The group of witnesses referred to in LAPD press releases as "five unidentified youths" told detectives that they had been with the victim at various Hollywood nightspots both in December 1946, and also a few months earlier, when she had told them about her plans "to marry George, an army pilot from Texas." Also on January 16, the police interviewed in Hollywood two of Elizabeth's former roommates, Anne Toth and Linda Rohr, as well as Inez Keeling, the former manager of the Camp Cooke PX.
Friday, January 17, 1947
The consulting psychiatrist for the Los Angeles Police Department at the time of the murder, Dr. Paul De River, said in the Los Angeles Evening Herald Express two days after the murder that whoever the suspect was, he "hates womankind," a "sadistic fiend." The killer was unlike a typical killer the LAPD might face because, said, Dr. De River, "In his act, the murderer was manifesting a sadistic component of a sado-masochist complex. He evidently was following the law of analytic retaliation, 'What has been done to me, I will do to you.' These types of killers," he continued, "are usually highly perverted, and resort to various forms of perversion and means of torture to satisfy their lusts."
The psychiatrist further noted, "This type of suspect above all seeks the physical and moral pain and the disgraceful humiliation and maltreatment of his victims," adding, "These sadists have a superabundance of curiosity and are liable to spend much time with their victims after the spark of life has flickered and died." Moreover, he said, "The suspect may even be a studious type who delighted in feeling himself into the humiliation of his victim. He was the experimenter and analyst in the most brutal forms of torture."

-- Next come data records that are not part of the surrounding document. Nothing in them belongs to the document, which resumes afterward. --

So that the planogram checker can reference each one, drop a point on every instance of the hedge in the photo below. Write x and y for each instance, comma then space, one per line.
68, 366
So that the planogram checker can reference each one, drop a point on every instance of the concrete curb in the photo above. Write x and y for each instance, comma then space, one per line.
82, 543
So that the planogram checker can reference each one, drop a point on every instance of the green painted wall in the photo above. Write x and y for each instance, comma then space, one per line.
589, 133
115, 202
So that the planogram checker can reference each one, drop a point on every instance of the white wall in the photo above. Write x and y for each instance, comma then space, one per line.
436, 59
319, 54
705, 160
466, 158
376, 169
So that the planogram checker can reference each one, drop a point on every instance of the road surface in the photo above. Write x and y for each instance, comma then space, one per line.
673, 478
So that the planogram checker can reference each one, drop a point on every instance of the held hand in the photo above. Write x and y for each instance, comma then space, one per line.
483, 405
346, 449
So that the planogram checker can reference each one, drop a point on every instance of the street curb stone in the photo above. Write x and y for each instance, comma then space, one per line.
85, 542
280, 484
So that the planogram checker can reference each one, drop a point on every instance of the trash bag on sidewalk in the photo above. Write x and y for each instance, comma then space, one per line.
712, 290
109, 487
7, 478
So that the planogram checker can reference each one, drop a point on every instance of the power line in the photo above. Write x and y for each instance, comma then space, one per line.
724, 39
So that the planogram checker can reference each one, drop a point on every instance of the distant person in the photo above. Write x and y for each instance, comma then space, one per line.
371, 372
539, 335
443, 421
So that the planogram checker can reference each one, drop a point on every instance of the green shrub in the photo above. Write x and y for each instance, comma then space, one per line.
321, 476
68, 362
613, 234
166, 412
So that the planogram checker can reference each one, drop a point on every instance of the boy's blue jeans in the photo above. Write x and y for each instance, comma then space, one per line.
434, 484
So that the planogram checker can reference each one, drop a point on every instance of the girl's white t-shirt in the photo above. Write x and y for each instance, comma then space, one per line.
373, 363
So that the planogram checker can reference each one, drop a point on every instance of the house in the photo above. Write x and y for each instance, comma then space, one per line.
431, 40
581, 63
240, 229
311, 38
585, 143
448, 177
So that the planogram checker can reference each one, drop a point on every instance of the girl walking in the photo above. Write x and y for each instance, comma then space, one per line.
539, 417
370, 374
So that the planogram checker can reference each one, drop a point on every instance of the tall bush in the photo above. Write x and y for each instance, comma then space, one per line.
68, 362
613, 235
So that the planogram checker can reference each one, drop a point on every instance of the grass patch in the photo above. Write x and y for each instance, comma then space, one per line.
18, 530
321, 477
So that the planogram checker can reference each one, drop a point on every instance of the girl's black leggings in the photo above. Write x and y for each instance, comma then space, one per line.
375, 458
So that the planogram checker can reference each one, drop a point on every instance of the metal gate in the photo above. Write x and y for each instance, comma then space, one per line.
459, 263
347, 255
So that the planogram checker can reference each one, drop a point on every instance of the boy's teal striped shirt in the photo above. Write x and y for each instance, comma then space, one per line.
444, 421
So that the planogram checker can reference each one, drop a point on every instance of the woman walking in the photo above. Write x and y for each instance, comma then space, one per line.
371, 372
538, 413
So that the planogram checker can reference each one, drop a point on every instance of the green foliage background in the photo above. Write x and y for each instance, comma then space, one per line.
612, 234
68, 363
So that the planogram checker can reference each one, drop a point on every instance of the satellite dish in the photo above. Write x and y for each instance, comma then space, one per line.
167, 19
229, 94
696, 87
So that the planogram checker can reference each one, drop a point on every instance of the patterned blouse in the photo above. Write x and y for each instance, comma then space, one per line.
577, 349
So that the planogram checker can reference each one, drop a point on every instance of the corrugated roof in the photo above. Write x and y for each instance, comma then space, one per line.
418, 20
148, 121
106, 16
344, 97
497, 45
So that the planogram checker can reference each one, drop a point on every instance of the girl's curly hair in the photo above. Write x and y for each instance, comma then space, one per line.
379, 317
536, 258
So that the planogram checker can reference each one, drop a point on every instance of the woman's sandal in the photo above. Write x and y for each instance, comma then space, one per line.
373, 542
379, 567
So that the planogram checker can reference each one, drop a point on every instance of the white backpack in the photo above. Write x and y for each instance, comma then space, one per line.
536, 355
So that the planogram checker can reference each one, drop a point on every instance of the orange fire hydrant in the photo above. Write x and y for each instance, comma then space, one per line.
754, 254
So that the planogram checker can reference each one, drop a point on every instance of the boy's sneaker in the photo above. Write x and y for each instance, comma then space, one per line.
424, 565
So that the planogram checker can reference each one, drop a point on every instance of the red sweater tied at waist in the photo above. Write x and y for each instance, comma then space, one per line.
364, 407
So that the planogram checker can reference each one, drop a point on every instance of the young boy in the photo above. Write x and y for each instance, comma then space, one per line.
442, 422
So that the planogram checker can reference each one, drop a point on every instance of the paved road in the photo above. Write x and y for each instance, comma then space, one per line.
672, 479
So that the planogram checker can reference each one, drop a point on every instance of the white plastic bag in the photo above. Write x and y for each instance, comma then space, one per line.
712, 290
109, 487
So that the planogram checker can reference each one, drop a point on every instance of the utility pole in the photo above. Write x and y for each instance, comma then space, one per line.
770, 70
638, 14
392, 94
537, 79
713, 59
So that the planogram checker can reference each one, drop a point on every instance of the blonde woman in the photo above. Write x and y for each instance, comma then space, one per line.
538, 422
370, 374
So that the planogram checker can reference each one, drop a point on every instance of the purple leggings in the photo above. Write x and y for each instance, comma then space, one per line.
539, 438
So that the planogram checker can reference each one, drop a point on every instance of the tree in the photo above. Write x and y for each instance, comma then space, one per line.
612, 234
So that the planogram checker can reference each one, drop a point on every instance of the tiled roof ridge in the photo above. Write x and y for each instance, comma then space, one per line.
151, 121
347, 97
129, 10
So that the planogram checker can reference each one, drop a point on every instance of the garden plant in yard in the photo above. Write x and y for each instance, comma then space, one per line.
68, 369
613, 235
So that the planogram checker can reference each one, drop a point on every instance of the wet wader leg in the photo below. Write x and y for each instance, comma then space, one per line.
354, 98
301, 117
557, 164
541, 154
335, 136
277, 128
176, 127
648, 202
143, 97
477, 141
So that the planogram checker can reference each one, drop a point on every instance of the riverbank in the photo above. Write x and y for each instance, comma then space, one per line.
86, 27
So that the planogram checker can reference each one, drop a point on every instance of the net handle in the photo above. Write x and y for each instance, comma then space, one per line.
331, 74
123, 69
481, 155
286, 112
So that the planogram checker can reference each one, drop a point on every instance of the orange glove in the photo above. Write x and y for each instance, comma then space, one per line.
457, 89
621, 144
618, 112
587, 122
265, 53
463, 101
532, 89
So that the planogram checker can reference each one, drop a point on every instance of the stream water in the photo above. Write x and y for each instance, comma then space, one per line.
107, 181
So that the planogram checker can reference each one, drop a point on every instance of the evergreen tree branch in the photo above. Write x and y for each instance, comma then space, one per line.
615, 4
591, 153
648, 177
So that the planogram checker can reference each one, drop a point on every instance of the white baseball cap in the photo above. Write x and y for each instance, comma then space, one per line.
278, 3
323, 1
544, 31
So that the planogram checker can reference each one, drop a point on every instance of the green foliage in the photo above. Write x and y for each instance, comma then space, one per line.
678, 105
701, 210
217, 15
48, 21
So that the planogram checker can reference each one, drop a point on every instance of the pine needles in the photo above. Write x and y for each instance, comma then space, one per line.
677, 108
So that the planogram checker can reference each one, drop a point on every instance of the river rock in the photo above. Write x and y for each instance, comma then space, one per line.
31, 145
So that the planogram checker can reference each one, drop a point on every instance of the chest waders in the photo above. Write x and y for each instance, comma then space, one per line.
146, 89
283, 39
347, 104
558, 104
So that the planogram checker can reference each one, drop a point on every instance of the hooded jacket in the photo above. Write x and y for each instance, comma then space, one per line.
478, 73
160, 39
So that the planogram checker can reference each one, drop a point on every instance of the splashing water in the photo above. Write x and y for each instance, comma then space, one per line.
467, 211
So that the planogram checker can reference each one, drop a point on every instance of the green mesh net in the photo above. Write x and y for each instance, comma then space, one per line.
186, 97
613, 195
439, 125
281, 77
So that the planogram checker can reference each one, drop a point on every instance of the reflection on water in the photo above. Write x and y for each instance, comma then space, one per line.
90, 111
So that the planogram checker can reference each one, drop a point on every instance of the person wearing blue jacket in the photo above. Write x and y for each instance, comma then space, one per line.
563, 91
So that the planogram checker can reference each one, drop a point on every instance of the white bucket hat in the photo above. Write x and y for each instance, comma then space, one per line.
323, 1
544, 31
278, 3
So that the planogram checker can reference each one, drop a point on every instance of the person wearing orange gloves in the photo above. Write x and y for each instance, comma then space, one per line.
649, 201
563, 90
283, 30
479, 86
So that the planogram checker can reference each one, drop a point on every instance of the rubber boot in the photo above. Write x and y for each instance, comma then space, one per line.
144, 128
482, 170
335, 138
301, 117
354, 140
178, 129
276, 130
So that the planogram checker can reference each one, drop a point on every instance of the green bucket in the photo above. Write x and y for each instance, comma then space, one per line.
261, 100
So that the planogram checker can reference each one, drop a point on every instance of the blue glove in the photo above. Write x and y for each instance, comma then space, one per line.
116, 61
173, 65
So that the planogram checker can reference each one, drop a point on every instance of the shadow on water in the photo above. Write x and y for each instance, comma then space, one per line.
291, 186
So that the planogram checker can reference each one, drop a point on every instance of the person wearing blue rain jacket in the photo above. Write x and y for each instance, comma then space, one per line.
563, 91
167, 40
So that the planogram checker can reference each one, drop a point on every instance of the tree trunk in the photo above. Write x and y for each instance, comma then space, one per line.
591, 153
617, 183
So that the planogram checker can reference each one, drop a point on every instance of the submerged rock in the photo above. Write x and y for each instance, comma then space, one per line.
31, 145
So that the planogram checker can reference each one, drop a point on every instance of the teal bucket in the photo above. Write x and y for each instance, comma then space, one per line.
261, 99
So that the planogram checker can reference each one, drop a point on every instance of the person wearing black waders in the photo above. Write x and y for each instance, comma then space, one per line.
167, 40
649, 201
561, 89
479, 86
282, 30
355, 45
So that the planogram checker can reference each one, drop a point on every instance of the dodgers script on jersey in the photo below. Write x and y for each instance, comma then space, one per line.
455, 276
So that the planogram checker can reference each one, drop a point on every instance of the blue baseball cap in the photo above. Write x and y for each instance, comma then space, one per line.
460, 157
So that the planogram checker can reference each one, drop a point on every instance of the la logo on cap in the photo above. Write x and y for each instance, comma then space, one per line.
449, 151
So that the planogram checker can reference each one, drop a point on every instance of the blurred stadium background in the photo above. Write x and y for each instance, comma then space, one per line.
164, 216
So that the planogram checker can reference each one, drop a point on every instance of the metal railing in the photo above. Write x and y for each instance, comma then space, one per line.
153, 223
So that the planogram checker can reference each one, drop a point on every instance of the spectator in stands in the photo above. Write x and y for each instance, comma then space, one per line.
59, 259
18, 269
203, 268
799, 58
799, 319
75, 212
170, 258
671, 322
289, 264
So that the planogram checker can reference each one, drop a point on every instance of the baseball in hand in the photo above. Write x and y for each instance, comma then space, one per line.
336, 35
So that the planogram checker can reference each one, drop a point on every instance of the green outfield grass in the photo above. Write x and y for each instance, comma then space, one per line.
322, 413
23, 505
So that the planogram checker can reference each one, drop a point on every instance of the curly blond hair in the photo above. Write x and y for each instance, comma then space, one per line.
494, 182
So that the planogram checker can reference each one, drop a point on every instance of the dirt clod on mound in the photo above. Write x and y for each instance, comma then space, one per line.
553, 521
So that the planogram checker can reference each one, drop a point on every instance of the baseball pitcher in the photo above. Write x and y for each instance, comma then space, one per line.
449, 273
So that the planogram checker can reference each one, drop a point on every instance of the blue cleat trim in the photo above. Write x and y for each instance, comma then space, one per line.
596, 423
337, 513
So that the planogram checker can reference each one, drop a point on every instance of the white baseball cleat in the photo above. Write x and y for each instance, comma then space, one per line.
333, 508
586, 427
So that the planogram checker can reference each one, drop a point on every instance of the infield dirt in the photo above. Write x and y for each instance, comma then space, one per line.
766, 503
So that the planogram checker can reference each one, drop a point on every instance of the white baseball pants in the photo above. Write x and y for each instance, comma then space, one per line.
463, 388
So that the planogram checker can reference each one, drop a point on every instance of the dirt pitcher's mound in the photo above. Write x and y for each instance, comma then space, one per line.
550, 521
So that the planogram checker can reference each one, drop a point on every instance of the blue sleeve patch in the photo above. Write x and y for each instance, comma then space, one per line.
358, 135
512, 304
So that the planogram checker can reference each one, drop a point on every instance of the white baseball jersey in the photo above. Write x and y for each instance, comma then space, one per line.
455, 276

Saturday, January 18, 1947
By the weekend, the investigation had widened its circle of witnesses to include Dorothy and Elvera French in San Diego, California, whom reporters from the Examiner newspaper had been able to locate from the return address on a letter Elizabeth had sent to her mother in early January. The Frenches told reporters that Elizabeth had stored a trunk at the Railway Express station in Los Angeles. The reporters quickly located the trunk and Examiner city editor Richardson cut a deal with Captain Donahoe to reveal the location of Elizabeth's luggage in exchange for an Examiner exclusive on its contents. Captain Jack didn't like the condition that he had to open the trunk at the Examiner offices, but getting his hands on the trunk was more important than butting heads with a hungry city editor, so he reluctantly agreed.
The detectives and reporters who opened the trunk found many photographs of Elizabeth posed with a variety of men, most in uniform, from enlisted men to a three-star general. They also found love letters from Elizabeth to a Major Matt Gordon and a Lieutenant Joseph Fickling, along with telegrams sent to her by a number of people.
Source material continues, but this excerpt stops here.